Bill wrote:
The foundation of Christianity is built on quick sand.
According to church doctrine;
Christ was born by the Virgin Mary in a cold manger.
A manger is the trough in which an animal's feed is placed. Jesus was laid in
the manger but wasn't born in it.
He was born approximately 50,000 or more years after man appeared on the
earth.
You are off by a great deal. It was "officially" determined in the mid 1600s by
Bishop James Usher of Armagh, Ireland, that the date of creation was 4004 BC
(specifically, on Saturday, October 23, about mid morning.)
A little late to save those
millions that had come before he decided to come to earth to save mankind.
Christ was born and grew up as a normal human and became an ordinary
carpenter.
In middle age he took up preaching about God and how to be saved.
If you take the Gospels as an accurate account, you see in Luke that Jesus
began his ministry much earlier, around the age of 12. (See Luke 2:41-52)
Unfortunately he could not afford or create international radio, TV or Jet
travel so his sermons and pronouncements only reached a very small fraction
of the human race.
There are no writings BY Jesus so he apparently was illiterate.
Very likely untrue. Literacy was highly valued, particularly within the
Pharisaic movement which created the concept of synagogue, a place where men
could gather and discuss Scripture. That Jesus was discussing the Torah in a
synagogue at the age of 12 and that most of the parables recorded in the
Gospels were lifted directly from Pharisee teachings strongly implies that
Jesus, if not his family, was involved in the Pharisee movement and was
therefore, most likely, quite literate.
That he left no doctrinal writings shouldn't be surprising, as all internal
evidence is that Jesus started a *political* movement with spiritual backing.

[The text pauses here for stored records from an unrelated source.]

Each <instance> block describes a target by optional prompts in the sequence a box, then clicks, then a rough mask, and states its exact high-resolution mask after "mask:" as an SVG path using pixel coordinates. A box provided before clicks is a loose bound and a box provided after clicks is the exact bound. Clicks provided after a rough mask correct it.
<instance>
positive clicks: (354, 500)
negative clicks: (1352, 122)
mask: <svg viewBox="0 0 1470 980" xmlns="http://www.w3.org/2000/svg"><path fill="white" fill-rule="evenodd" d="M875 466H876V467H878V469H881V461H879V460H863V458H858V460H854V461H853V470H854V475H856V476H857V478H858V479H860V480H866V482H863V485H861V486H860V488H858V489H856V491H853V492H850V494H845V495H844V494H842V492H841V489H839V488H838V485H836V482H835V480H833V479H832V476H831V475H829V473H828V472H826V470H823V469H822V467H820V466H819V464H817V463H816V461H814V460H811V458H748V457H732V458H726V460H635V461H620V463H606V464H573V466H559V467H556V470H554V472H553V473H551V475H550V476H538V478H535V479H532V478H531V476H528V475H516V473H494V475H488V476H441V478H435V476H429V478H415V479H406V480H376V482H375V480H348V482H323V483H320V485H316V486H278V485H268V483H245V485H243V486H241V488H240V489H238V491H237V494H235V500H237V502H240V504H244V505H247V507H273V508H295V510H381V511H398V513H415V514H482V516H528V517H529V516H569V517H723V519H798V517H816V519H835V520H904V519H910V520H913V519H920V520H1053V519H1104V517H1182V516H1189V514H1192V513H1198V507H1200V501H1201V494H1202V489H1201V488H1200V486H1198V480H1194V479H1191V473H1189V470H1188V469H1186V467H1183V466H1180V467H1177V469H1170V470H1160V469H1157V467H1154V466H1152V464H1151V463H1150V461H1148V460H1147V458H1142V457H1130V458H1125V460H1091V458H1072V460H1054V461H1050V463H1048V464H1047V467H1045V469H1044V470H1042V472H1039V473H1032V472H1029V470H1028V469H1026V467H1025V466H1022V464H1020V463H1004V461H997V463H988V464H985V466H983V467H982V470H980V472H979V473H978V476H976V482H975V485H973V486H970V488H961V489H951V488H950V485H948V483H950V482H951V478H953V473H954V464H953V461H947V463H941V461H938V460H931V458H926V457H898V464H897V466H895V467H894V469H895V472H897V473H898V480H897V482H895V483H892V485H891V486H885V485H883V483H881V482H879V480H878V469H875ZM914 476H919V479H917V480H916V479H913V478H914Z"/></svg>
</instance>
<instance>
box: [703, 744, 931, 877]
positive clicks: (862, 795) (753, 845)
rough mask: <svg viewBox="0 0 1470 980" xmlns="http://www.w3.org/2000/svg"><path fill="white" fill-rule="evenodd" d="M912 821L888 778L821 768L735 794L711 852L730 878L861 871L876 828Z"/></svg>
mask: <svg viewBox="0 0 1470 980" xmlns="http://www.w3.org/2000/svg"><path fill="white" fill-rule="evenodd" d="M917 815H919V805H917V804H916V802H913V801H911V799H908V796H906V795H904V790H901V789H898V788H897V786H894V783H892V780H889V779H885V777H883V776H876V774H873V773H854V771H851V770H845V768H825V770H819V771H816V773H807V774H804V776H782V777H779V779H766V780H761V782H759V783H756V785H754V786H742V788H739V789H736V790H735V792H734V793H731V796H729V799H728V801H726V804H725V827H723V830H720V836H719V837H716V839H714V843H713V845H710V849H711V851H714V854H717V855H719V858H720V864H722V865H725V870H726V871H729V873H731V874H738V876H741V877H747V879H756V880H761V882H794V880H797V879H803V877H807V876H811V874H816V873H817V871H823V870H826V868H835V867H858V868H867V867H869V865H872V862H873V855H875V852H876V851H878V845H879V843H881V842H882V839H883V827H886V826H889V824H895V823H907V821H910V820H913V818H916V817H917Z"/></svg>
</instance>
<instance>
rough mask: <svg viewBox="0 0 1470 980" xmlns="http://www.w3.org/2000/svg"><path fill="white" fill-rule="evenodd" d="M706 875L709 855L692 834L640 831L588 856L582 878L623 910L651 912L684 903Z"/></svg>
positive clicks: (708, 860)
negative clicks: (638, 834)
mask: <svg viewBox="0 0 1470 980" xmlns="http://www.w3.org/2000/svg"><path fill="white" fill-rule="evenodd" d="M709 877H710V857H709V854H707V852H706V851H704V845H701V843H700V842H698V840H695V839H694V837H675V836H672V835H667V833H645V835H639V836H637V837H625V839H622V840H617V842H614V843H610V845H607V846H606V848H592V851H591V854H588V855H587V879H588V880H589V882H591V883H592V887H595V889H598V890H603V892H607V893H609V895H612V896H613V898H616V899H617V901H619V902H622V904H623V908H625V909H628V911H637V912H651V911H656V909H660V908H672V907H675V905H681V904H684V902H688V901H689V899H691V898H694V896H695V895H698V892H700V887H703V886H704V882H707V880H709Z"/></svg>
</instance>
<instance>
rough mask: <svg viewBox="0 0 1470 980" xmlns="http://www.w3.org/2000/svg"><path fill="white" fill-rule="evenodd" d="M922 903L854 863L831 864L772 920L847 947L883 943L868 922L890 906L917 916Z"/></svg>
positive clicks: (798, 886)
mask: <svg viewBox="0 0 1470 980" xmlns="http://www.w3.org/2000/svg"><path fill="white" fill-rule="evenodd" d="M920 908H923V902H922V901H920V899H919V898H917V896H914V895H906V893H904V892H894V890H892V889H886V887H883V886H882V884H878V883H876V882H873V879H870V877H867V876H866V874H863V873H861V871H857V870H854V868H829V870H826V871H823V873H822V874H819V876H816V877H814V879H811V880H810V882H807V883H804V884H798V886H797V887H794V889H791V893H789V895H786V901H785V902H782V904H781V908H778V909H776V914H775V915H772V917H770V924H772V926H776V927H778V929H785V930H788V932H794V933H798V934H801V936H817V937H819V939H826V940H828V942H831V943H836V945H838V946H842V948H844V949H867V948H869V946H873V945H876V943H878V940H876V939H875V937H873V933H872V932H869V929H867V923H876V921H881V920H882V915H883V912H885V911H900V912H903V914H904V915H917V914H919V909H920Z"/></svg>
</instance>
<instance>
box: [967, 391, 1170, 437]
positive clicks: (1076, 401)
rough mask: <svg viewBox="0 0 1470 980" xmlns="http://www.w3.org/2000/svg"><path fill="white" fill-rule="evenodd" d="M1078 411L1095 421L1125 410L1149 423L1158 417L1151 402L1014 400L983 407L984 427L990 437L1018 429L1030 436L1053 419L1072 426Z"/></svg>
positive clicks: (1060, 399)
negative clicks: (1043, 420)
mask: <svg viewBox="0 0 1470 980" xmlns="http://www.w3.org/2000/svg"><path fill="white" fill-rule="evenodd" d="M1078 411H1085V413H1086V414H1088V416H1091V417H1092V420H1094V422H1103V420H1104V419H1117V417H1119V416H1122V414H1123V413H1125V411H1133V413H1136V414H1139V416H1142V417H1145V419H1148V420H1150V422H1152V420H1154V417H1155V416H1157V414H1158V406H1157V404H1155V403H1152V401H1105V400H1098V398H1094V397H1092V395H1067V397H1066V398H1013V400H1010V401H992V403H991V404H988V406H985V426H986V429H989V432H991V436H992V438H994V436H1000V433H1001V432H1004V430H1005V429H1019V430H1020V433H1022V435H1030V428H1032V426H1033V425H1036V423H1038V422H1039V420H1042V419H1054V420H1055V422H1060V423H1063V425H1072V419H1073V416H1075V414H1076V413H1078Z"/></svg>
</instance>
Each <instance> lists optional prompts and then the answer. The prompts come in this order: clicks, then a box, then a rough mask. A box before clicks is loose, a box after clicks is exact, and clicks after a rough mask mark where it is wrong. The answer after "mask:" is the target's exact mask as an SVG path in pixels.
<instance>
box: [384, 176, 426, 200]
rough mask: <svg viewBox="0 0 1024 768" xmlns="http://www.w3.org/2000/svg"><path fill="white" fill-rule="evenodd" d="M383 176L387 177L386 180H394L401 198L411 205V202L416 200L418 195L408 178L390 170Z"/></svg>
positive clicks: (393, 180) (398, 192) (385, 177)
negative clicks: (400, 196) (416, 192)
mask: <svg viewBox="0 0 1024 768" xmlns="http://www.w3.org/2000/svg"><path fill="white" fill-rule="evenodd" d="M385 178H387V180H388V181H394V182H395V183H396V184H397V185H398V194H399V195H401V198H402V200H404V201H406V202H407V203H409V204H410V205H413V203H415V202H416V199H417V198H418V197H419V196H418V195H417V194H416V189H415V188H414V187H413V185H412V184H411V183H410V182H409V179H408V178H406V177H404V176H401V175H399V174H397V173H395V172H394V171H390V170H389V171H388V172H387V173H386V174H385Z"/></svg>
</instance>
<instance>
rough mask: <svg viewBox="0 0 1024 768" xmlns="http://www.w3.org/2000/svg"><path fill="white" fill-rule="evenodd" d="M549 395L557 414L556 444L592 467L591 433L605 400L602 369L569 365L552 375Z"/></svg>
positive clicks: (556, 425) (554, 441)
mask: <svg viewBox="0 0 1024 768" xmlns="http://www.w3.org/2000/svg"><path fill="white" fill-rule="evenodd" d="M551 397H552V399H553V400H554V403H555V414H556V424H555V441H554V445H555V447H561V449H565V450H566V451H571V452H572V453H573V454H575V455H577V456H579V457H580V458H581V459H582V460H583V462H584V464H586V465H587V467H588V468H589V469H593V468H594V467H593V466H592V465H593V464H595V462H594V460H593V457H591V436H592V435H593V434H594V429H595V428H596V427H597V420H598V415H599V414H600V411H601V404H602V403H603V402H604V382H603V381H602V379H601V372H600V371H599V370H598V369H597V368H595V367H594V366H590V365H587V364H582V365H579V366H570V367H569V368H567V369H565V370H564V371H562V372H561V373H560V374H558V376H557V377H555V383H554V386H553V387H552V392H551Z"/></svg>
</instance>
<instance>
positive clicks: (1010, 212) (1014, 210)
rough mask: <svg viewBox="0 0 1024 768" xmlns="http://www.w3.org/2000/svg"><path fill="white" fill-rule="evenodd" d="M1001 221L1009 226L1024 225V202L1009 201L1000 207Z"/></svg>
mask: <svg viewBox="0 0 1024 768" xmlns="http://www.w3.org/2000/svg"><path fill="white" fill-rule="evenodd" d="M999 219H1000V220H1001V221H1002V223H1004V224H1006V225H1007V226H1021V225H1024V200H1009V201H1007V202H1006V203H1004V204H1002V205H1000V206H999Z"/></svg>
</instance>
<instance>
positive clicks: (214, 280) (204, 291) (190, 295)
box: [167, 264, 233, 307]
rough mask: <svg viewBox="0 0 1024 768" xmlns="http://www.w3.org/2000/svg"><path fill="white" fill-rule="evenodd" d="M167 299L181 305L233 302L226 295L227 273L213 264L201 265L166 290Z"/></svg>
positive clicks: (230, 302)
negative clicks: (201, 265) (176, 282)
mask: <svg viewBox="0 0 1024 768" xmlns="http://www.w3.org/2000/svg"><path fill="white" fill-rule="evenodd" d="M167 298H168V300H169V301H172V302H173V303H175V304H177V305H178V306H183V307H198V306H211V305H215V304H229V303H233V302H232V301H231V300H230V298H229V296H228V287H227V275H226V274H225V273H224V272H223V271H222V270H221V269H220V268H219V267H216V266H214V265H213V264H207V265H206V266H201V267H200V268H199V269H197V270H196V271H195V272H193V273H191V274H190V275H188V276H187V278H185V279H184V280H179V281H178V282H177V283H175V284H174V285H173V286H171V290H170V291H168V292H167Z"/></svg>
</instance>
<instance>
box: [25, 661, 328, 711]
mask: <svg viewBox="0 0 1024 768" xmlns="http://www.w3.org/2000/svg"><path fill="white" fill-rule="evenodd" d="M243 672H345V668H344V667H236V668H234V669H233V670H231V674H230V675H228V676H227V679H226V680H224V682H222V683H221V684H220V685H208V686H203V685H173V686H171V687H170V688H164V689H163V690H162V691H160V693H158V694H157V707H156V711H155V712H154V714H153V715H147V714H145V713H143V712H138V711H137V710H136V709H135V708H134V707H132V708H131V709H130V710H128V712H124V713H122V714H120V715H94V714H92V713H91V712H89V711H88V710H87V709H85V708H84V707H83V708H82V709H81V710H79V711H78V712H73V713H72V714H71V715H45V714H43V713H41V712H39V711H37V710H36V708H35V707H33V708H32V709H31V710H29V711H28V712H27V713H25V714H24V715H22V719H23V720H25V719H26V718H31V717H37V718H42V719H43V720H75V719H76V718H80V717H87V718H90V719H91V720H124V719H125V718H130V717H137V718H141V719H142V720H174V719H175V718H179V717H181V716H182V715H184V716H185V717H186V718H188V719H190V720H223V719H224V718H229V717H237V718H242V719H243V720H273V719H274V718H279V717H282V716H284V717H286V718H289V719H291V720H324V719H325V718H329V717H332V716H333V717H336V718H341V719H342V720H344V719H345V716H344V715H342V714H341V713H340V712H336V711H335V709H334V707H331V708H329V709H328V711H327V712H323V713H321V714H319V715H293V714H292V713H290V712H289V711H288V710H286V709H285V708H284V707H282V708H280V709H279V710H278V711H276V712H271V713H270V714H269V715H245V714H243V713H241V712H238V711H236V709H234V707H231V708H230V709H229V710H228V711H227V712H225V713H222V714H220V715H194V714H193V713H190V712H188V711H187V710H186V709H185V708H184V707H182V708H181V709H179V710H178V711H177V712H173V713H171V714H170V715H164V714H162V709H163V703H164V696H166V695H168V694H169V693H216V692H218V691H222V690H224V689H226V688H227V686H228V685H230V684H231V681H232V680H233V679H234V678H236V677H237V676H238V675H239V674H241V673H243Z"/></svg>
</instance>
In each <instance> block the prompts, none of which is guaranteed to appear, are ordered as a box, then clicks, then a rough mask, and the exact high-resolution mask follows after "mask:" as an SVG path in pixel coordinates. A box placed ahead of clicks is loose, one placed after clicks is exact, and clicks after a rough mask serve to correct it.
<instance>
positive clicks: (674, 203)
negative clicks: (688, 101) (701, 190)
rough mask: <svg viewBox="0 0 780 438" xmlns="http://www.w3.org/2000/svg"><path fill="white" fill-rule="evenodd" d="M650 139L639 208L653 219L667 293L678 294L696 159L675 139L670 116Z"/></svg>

It did not become a religious movement until well after Jesus' martyrdom, when
Paul tried to start a new religion.
In middle age he chose to die by being nailed to a cross to atone for
peoples sins. If he was God why didn't he just forgive them?
He then went to heaven and several centuries later the Gospels were written
as his instructions to the human race.
The earliest Gospel, called Q (from Quelle, German for "source") was most
likely written down soon after the alleged events. It, in turn, became the
primary source for both Matthew and Mark. The earliest known of the existing
Gospels is Matthew, written about 70 AD. The latest of the Gospels was John,
likely written about 140 AD. To say that they were written "centuries" latter
is an exaggeration.
This whole story has less logic and plausibility than the Santa Claus
stories.
Most of the points you raise are among the reasons I am no longer a Christian.
According to Christian teachings, there are millions and millions of people in
Hell right now who were never given the remotest chance of salvation. Either
they lived before the coming of Jesus or they lived afterwards and never had a
chance to hear the Gospel or they hear the Gospel but rejected it because the
missionaries were bent on cultural genocide or exhibited a "convert or die"
approach. I simply can not honor such a Being.
--
Gregory Gadow
techbear@serv.net
http://www.serv.net/~techbear
"If you make yourself a sheep, the wolves will eat you."